If you are still keen on investing in oil, integrated majors such as Schell and Philips 66 deserve a second look as well. Shell has a large natural gas business which helps to offset some of its still substantial exposure to oil production, and Phillips 66 does not produce oil. 

Both companies will suffer serious losses from refining operations because of the crash in demand for motor fuels. However, they remain strong in natural gas and petrochemicals, as well as hold sizable cash balances. Thus, both are poised to ride out the downturn and may well be profitable when the recovery finally begins. 

Bottom Line

This is a difficult time for the oil industry and investors. If you can afford to hang in there with shares in big oil, or in smaller Texain projects, then within a few years you may well start to see steady returns.

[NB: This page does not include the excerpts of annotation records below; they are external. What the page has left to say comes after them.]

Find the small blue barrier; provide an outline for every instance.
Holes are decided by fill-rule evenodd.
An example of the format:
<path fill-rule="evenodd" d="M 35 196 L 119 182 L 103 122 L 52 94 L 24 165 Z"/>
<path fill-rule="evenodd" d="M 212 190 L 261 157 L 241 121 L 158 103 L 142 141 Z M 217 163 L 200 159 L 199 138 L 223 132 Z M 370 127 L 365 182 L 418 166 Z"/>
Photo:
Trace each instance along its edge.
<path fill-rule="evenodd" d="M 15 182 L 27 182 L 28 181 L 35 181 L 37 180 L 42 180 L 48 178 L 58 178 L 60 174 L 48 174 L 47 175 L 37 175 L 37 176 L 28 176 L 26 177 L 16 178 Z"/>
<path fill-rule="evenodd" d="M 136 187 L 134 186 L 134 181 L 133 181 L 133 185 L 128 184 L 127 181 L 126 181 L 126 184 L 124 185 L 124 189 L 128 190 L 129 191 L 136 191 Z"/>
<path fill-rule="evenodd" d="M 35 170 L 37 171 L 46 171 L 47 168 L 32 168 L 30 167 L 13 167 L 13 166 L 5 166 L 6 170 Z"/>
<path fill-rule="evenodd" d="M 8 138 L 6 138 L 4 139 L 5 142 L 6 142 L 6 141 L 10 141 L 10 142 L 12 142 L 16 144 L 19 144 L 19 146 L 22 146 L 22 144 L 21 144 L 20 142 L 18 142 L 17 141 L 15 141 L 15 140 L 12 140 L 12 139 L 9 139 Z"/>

But the days of big oil returns are probably on their way out. Over the next few years, producers will have to focus on financial returns rather than growth. That means that shareholders may need to get comfortable with $40 a barrel as the new standard. 

Oil stock investing has always been a bit risky as it is very volatile. However, in the past, you could hope for recovery; that no longer seems likely.

No one knows how long lockdowns will last in a world of COVID-19. And the longer the pandemic goes on the more people are forced to adjust their behaviors. That means we can expect much less air and sea travel for the foreseeable future. 

And as other companies try to manage the crisis, many are shifting to working remotely as a new norm. That means that we may never see the return of the pre-COVID commuter. 

All of this sudden change may mean it is time to start putting your money in future projects, rather than traditional industries. There is no doubt that investing in communication technology could be fruitful, as cities and towns work to bring remote locations and urban centers together – while staying far apart. 

Those who bought early stock in Zoom; I bet you are feeling pretty smug now.